“We don’t, but Miss Hull does,” Prue corrected. “You see the beautiful Countess de Something Something, Camier, I think it was, came to visit Colonel Hull, and she had this room; so it’s been called her room ever since.
“Oh, I think that’s awfully nice; Phyllis will be crazy about it. Wonder who slept in our room?”
Janet looked around the big room with interest. It was plenty large enough to accommodate three beds. Two of them were cots, the third was an enormous four-poster. It looked worthy indeed to be the couch of a Countess. She was so busy exclaiming over the tester, with its glazed chintz ruffle, that she did not see the sudden gleam in Prue’s eye. She even forgot to make any more inquiries about the possible celebrity that had slept in her own room.

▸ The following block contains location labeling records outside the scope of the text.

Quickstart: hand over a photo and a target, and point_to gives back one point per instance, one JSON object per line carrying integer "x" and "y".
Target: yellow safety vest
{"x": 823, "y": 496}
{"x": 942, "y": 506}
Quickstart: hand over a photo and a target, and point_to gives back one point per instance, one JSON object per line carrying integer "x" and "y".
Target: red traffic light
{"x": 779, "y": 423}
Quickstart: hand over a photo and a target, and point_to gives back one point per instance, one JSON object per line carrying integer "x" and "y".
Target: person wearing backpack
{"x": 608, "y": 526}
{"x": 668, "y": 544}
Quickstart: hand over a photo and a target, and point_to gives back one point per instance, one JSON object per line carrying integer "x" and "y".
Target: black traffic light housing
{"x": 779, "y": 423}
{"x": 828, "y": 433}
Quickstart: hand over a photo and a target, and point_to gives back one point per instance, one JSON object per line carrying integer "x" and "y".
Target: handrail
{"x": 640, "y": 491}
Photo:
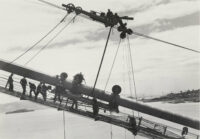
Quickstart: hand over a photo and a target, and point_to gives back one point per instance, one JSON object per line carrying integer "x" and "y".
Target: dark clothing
{"x": 113, "y": 103}
{"x": 23, "y": 83}
{"x": 133, "y": 125}
{"x": 95, "y": 107}
{"x": 10, "y": 83}
{"x": 184, "y": 131}
{"x": 58, "y": 91}
{"x": 38, "y": 90}
{"x": 44, "y": 91}
{"x": 32, "y": 89}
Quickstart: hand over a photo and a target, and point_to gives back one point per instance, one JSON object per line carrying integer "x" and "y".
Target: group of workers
{"x": 40, "y": 89}
{"x": 60, "y": 90}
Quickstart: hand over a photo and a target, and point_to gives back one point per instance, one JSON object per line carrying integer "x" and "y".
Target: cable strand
{"x": 47, "y": 44}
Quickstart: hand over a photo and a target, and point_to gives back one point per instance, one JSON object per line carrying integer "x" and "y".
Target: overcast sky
{"x": 159, "y": 68}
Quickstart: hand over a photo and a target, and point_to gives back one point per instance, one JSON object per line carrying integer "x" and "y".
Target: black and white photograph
{"x": 99, "y": 69}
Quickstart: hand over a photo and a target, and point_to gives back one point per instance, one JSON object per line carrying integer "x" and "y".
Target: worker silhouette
{"x": 133, "y": 125}
{"x": 95, "y": 108}
{"x": 59, "y": 89}
{"x": 38, "y": 90}
{"x": 10, "y": 83}
{"x": 44, "y": 91}
{"x": 23, "y": 83}
{"x": 77, "y": 80}
{"x": 116, "y": 90}
{"x": 32, "y": 89}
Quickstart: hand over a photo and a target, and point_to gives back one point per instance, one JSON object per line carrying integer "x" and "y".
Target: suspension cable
{"x": 173, "y": 44}
{"x": 64, "y": 124}
{"x": 132, "y": 69}
{"x": 39, "y": 40}
{"x": 101, "y": 63}
{"x": 47, "y": 44}
{"x": 112, "y": 65}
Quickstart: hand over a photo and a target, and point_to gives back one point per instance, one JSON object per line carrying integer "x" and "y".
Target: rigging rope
{"x": 47, "y": 44}
{"x": 136, "y": 33}
{"x": 112, "y": 65}
{"x": 173, "y": 44}
{"x": 64, "y": 124}
{"x": 101, "y": 62}
{"x": 40, "y": 39}
{"x": 132, "y": 69}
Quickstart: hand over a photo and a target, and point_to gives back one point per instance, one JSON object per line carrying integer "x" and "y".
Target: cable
{"x": 112, "y": 65}
{"x": 132, "y": 69}
{"x": 156, "y": 39}
{"x": 47, "y": 44}
{"x": 39, "y": 40}
{"x": 136, "y": 33}
{"x": 64, "y": 124}
{"x": 101, "y": 61}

They dumped the contents of the drawer onto the bed and then carried it empty back to Sally’s room.
As they paused at the door, a shout of laughter greeted them, and they heard Glad exclaim:
“Oh, do listen to this,” she cried: “‘The smoky darkness of a rich Egyptian night.’”
Prue walked into the room, followed by Janet.

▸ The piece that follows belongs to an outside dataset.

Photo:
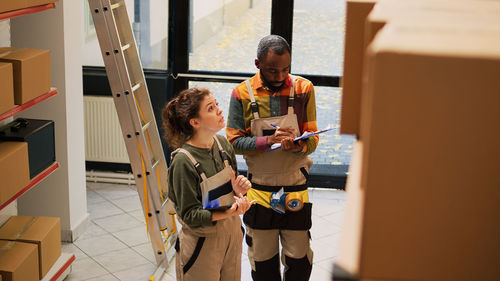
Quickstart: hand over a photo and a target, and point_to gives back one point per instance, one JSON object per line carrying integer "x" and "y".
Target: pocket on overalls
{"x": 191, "y": 259}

“Prue, dear, didn’t you mean a Pittsburgh night?” Ann asked provokingly as she finished spreading a cracker with as much peanut butter as it could hold.
Prue did not deign a reply. Instead she swooped down upon the unsuspecting Ann and took her carefully spread cracker away from her.
“Peanut butter is bad for freckles, darling,” she said without a trace of ill-humor in her voice. “Prue will eat it.”